Smith and Warner’s absence affected youngsters with their learning: Josh Hazlewood
Australia's batting has looked fragile without Steve Smith and David Warner. (AFP Image)

Fast bowler Josh Hazlewood believes the absence of Steve Smith and David Warner from international cricket in the last one year has left Australia s pool of young cricketers with a huge void in terms of learning. Smith and Warner, Australia s former captain and vice-captain respectively, were banned for 12-months following their involvement in the infamous ball-tampering scandal during the Cape Town Test in South Africa in March of 2018, without them, Australia struggled across all formats.

Smith and Warner were Australia s batting mainstays and without them, the middle order has continued to look fragile and weak. Since their suspension, Australia have lost bilateral ODI series to England, South Africa and India, in addition to losing a Test series to Virat Kohli and his men at home the first time in 71 years.

Hazlewood, Australia s ex-vice-captain, weighing in on the team s struggle, pointed out how the youngsters have not been able to learn the ropes from the duo s absence. Players such as Travis Head and Marnus Labuschagne have tried to soak the pressure of international cricket but haven’t progressed as much as they’d have wanted to without seniors Warner and Smith around.

“Every time Steve goes out to bat, he pretty much gets a hundred these days, so the time with the feet up is pretty important [for the fast bowlers],” Hazlewood told ESPNcricinfo. “It’s probably been the first time when you’ve had the top six with no real senior batsmen to feed off, I guess, around training and games, so they [the newcomers] have had to do all their learning from the coaches.

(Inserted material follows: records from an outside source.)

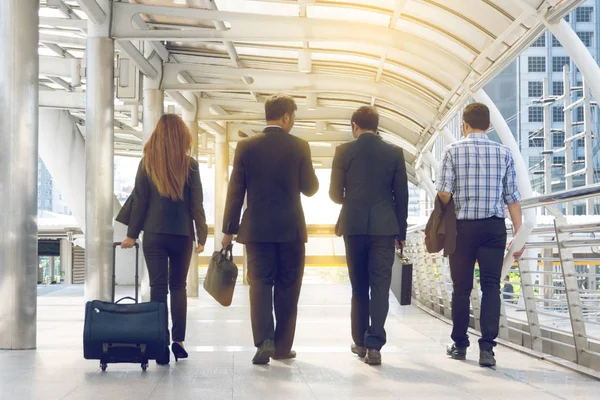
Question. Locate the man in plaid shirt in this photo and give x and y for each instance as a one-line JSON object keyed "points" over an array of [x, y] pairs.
{"points": [[479, 175]]}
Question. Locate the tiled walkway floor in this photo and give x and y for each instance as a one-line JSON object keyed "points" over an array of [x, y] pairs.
{"points": [[220, 344]]}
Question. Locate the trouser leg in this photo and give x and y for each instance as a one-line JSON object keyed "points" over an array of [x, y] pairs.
{"points": [[262, 264], [288, 282], [381, 259], [180, 256], [462, 265], [357, 258]]}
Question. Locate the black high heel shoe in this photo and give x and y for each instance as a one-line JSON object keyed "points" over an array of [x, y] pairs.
{"points": [[178, 351]]}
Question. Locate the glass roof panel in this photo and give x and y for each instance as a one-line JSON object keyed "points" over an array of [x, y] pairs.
{"points": [[259, 7], [348, 14], [434, 36]]}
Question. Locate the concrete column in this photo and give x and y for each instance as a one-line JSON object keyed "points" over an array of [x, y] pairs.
{"points": [[18, 172], [588, 144], [66, 260], [190, 120], [99, 151], [221, 181]]}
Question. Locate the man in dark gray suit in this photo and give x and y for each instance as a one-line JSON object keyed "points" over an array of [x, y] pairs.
{"points": [[368, 178], [273, 168]]}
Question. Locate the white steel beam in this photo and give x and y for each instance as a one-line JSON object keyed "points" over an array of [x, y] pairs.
{"points": [[407, 103], [248, 27], [64, 22], [93, 10], [138, 58]]}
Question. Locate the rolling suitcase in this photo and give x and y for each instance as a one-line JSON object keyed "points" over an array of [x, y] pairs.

“It’s just so important to have those couple of senior guys when you bring those couple of young guys into the top six to learn from. You just can’t teach some things as coaches, you have to learn out in the middle batting with a senior person, so I think the other young batters will really feed off having them back.”

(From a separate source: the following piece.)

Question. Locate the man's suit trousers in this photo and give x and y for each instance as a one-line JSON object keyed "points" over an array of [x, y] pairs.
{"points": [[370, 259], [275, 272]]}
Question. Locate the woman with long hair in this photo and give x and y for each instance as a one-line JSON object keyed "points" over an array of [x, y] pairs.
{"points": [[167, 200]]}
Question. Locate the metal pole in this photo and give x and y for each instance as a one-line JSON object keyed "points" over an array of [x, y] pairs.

Smith and Warner went out of their way to prepare Australia s bowlers for the four-Test series against India. Smith and Warner agreed to turn out at the Australia nets to bat against the pace trio of Hazlewood, Mitchell Starc, and Pat Cummins.

“It was great to have them around – it’s better than bowling to a stump if no-one’s available,” Hazlewood said. “They were really keen to get in there and have a hit. I think all three quicks were there on one of the occasions and there was just me and Patty [Cummins] the other time.

“They’re class players and they really put you to the test and it really makes you get something out of the net session. They were a little bit rusty early on, it’s hard to prepare to face 140kph-plus if you haven’t been doing it, but you saw over the course of three or four overs how much improvement they had even in that short space of time, so there’s no doubt they’ll be ready to go when called upon.”